I'm having trouble understanding the completeness condition for bra and ket vectors in Hilbert space, especially in the continuous case. The discrete case makes a fair amount of sense; given any observable corresponding to a linear operator $Q$ with countably many eigenvalues, any quantum state $| \psi \rangle$ can be written in the $Q$ eigenbasis as
$$|\psi \rangle = \sum_{n = 1}^{\infty} |e_n \rangle \langle e_n | \psi \rangle$$
…where $\langle e_n |$ and $| e_n \rangle$ are the bra and ket corresponding to the $n^{\text{th}}$ eigenvalue of $Q$. But say that $Q$ has uncountably many eigenvectors; say, $\{ | e_\alpha \rangle \}$ indexed over a subset $\mathcal{A} \subseteq \mathbb{R}$. Then, the above equation becomes
$$| \psi \rangle = \int_\mathcal{A} | e_\alpha \rangle \langle e_\alpha | \psi \rangle \, d\alpha$$
How do we define an integral over ket vectors? Both the Lebesgue and Riemann definitions of the integral require us to create "test functions" (i.e. Riemann sums or integrable simple functions) that are bounded above by the integrand, which requires an order relation. I see no reason why such an order relation should exist on the space of ket vectors!

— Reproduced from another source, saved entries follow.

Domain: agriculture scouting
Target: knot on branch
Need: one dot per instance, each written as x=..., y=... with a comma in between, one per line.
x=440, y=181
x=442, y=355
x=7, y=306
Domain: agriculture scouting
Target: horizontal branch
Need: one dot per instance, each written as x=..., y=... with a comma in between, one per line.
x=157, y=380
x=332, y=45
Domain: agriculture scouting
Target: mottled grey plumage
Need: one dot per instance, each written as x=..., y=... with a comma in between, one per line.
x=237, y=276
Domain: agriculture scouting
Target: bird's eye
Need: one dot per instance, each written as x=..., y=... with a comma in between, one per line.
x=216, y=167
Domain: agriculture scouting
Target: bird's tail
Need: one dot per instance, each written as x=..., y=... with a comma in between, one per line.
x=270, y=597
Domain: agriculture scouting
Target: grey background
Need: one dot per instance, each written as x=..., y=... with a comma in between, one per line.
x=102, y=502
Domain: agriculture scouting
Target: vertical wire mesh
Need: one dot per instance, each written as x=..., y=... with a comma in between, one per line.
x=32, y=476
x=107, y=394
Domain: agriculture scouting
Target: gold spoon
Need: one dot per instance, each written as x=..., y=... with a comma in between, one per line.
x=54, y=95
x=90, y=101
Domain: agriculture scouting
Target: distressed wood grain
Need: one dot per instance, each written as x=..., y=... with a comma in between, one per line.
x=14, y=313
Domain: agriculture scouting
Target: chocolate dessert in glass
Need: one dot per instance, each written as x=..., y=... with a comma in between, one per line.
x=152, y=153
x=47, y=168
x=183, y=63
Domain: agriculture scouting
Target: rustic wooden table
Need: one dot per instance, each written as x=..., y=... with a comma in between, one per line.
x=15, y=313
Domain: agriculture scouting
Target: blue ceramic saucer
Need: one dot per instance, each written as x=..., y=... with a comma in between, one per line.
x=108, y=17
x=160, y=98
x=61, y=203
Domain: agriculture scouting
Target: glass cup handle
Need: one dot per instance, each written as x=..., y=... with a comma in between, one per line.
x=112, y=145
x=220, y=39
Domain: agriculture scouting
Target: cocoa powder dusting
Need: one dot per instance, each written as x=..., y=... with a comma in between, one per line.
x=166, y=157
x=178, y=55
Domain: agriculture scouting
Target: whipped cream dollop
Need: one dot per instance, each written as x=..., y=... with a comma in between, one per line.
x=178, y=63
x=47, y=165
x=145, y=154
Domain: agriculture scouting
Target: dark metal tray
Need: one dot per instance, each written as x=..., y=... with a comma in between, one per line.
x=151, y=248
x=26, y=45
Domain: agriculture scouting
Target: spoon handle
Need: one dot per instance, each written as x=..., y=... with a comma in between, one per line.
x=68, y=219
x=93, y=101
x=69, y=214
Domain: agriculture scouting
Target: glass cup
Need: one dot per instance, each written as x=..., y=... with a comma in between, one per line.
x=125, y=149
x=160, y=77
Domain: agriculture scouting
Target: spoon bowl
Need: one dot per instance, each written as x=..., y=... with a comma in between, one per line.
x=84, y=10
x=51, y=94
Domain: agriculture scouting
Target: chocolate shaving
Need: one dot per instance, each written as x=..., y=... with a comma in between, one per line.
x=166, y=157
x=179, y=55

The best solution I have so far is to say that each ket vector corresponds to a complex valued wavefunction; that is, we identify $| e_\alpha \rangle$ with its representation in the position basis, which is just a function $\mathbb{R} \to \mathbb{C}$. Then, the integral above is simply an integral over complex valued functions, which I'm quite comfortable with. But this only works if every quantum state is spanned by the position basis, so that such a representation exists. For example, I have a hard time believing that the spin states $|\uparrow \rangle$ and $| \downarrow \rangle$ are expressible in position basis; why would position also encode information about spin?
"Introduction to Quantum Mechanics" by David Griffiths seems to resolve this by declaring that "the eigenfunctions of an observable are complete: any function (in Hilbert space) can be expressed as a linear combination of them." This suggests the even more uncomfortable scenario where the spin eigenstates (which are countable) span all of the position eigenstates (which are uncountable), so I have a feeling that something more is at work here.
Do you have any thoughts on this?
Best Answer
All that question can be managed in terms of rigged Hilbert spaces defined by Gelfand. However, that approach is so complicated than, for instance, von Neumann's one relying on the notion of projection-valued measure, that ii is more convenient using those manipulations just to grasp some plausible result. Finally that result can be proved using less cumbersome technologies.
A convenient theoretical idea is however to define $$|\Psi\rangle = \int |x \rangle \langle x| \psi \rangle dx $$ as the unique vector (via Riesz' lemma) such that $$\langle \Phi|\Psi\rangle = \int \langle \Phi |x \rangle \langle x| \psi \rangle dx$$ for every $|\Phi\rangle$. Notice that the integral in the right-hand side is now understood in the standard way.